Le live streaming sportif illégal est effectivement devenu une pratique courante : on estime par exemple à 20 millions le nombre de personnes ayant regardé illégalement la Coupe du monde de football au Brésil grâce à ces plateformes. Or, si quelques-uns de ces sites sont financés grâce aux abonnements des internautes, la plupart comptent sur des revenus publicitaires – parfois très juteux. Les publicités s'affichent en général dans des encarts spécifiques sur toutes les pages de navigation, et les fenêtres intempestives – les fameux « pop-up » – déferlent sur les écrans. Leur contenu, on le sait, n'est cependant pas toujours adapté à un jeune public et peut présenter des images pornographiques explicites, alors que le site Internet ne présente en lui-même a priori aucun danger. Ces fenêtres intempestives seraient ainsi à l’origine de 72 % des glissements non provoqués vers des sites classés X. Les sites de streaming et de live streaming ne sont qu'un exemple de la facilité avec laquelle les enfants peuvent se retrouver confrontés à des images pornographiques. La redirection vers de telles plateformes depuis un site considéré comme sans danger peut par exemple se faire à l'aide d'un simple clic, une case à cocher, par laquelle l'enfant pourra affirmer qu'il a bien l'âge légal pour accéder au contenu « pour adulte ».

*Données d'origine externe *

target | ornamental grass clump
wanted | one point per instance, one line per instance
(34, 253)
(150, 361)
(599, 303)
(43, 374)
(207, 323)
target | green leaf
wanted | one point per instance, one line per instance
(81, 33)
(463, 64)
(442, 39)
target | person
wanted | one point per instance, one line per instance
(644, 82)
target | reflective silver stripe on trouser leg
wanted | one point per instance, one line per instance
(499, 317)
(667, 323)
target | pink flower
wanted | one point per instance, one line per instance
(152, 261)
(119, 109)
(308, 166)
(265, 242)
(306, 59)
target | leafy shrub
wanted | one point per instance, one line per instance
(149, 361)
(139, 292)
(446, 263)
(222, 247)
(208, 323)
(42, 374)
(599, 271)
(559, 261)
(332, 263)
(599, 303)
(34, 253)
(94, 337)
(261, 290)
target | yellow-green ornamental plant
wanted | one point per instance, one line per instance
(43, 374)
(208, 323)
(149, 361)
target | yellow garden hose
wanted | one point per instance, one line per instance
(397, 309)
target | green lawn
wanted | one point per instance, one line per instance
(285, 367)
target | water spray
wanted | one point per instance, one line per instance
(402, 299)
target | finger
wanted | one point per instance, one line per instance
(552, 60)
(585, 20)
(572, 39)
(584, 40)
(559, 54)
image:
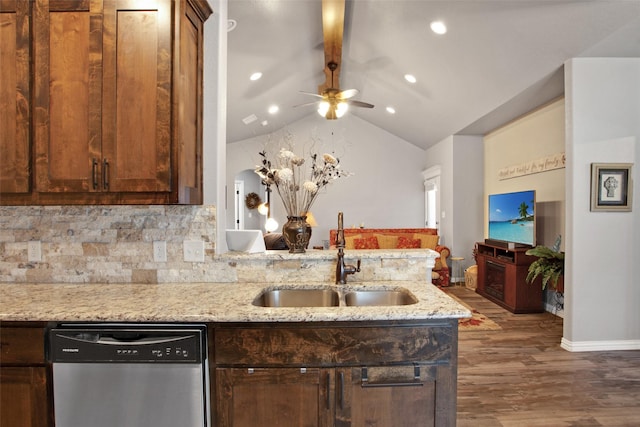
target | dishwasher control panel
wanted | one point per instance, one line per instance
(100, 344)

Les pouvoirs publics contrôlent-ils – ou ont-ils les moyens de contrôler – ces pratiques ? En France, « le fait de fabriquer, transporter et diffuser un message à caractère pornographique est puni de trois ans d’emprisonnement et de 75 000 euros d’amende lorsque ce message est susceptible d’être vu ou perçu par un mineur » d’après le code pénal (Art. 227-24). Pour Thomas Rohmer, membre de l’association La voix de l’enfant, s’en tenir aux textes de loi est inefficace : « Il serait temps que les pouvoirs publics fassent un peu de ménage pour bloquer ces sites illégaux en libre accès, pilotés de l’étranger, hébergés dans des paradis fiscaux » estime-t-il. Selon lui, « le seul objectif de ces sites est de générer d’énormes audiences qui leur rapportent, chaque année, plusieurs centaines de millions d’euros ».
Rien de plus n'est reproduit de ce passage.